Nino faceva il muratore e viveva nella periferia di Palermo con la sua famiglia. Ora vive da solo in cima ad una montagna e fa il profeta. Si fa chiamare Isravele e il nome va letto al contrario per capirne il senso.
Lassù, su di una montagna brulla ai margini della città, c’è la sua dimora: un vecchio osservatorio abbandonato che in vent’anni di lavoro solitario ha trasformato in portentoso tempio naif, considerato uno dei più impressionanti esempi di outsider art in Europa. Isravele sale e scende, ogni giorno, con lo zaino carico di sassolini e cemento, porta in alto il basso e così lo purifica. Trasforma l’incuria in bellezza, tramite un lavoro costante, al limite del disumano, che lui chiama preghiera. Ma da qualche tempo sempre più numerosi turisti e curiosi minacciano la pace di questo luogo, dove si dice viva un uomo misterioso, che annuncia la venuta dell'Apocalisse. Laggiù, in città, lo chiamano l’eremita.
Per raccontare quest’uomo, ho deciso di piantare la mia tenda nel terreno adiacente questo magnifico tempio e di passare le giornate assieme a lui.
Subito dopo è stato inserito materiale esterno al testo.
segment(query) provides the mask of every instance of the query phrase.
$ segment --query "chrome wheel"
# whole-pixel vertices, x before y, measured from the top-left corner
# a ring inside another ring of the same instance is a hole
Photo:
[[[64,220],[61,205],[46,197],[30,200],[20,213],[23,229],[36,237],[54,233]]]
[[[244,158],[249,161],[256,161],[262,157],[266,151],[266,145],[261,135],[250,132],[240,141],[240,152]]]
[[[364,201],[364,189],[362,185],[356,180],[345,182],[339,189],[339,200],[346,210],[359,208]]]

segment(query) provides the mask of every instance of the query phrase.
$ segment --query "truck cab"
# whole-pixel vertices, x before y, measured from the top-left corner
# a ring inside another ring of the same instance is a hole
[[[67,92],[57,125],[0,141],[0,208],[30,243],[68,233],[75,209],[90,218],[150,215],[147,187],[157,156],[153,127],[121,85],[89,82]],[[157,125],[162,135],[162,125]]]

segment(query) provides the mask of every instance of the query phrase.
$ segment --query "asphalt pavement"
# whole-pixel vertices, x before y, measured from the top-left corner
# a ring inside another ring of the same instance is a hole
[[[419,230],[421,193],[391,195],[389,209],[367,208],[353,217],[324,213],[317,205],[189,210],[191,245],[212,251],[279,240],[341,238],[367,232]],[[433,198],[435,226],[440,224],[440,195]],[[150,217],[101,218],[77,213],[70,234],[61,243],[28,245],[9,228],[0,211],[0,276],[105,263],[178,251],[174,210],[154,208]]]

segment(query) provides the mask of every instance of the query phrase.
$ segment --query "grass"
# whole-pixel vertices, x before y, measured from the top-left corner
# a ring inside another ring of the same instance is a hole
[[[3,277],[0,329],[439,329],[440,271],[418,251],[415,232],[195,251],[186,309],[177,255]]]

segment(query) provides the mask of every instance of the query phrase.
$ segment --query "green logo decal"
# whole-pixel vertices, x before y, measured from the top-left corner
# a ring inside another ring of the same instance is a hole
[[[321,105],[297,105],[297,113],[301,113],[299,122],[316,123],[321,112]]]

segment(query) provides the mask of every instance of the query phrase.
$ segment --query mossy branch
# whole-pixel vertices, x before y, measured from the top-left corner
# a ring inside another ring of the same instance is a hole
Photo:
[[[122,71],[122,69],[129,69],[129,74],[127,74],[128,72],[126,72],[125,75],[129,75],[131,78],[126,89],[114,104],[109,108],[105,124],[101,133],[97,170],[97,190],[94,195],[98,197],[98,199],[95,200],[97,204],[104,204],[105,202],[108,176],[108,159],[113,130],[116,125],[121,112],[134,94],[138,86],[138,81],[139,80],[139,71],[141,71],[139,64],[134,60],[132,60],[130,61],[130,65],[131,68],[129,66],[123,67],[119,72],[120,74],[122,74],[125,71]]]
È così che giorno dopo giorno, per quasi due anni, ho tentato di penetrare il mistero del meraviglioso artista che si è incarnato nel corpo di un muratore semi-analfabeta, Nino, alias Isravele – nome che si è assegnato e che al contrario si legge ‘elevarsi’. Il risultato è un ritratto dell’artista, di ogni artista, la cui esistenza, in ogni tempo e luogo, non può nutrirsi d’altro che dell’irreducibilità assoluta rispetto alle logiche del mondo, di quel mondo che sorge ai piedi del monte sul quale si staglia l’opera di Nino. Un mondo che scorre sempre più veloce verso l’oblio di sé e per il quale l’artista non cessa di essere una scandalo vivente.